The examination of reissue applications is covered in MPEP Chapter 1400.
35 U.S.C. 251 forbids the granting of a reissue “enlarging the scope of the claims of the original patent” unless the reissue is applied for within 2 years from the grant of the original patent (or the reissue application properly claims the benefit of a broadening reissue application filed within 2 years of the patent grant). This is an absolute bar and cannot be excused. This prohibition has been interpreted to apply to any claim which is broader in any respect than the claims of the original patent.
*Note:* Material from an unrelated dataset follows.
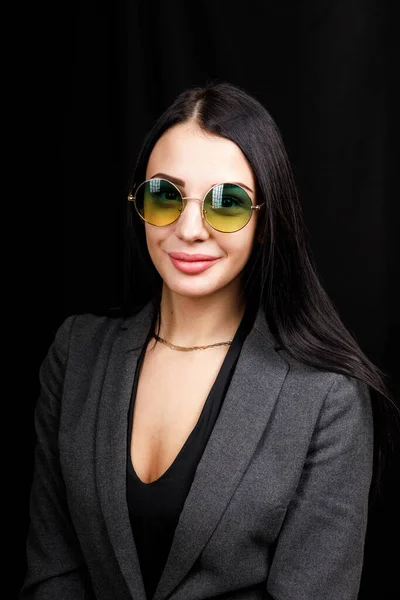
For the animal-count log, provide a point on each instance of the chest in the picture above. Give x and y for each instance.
(170, 397)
Such claims may be rejected as being barred by 35 U.S.C. 251.
For a reissue application filed prior to September 16, 2012, 35 U.S.C. 251 permits the filing of a reissue application by the assignee of the entire interest only in cases where it does not “enlarge the scope of the claims of the original patent.” For reissue applications filed on or after September 16, 2012, the assignee of the entire interest may file the reissue application if (1) the application does not seek to enlarge the scope of the claims of the original patent, or (2) the application for the original patent was filed under 37 CFR 1.46 by the assignee of the entire interest. Such claims which do enlarge the scope may also be rejected as barred by the statute. In In re Bennett, 766 F.2d 524, 226 USPQ 413 (Fed. Cir. 1985), however, the court permitted the erroneous filing by the assignee in such a case to be corrected.
A defective reissue oath affords a ground for rejecting all the claims in the reissue application. See MPEP § 1444.
Note that a reissue application is “special” and remains so even if applicant does not make a prompt reply. See MPEP § 1442.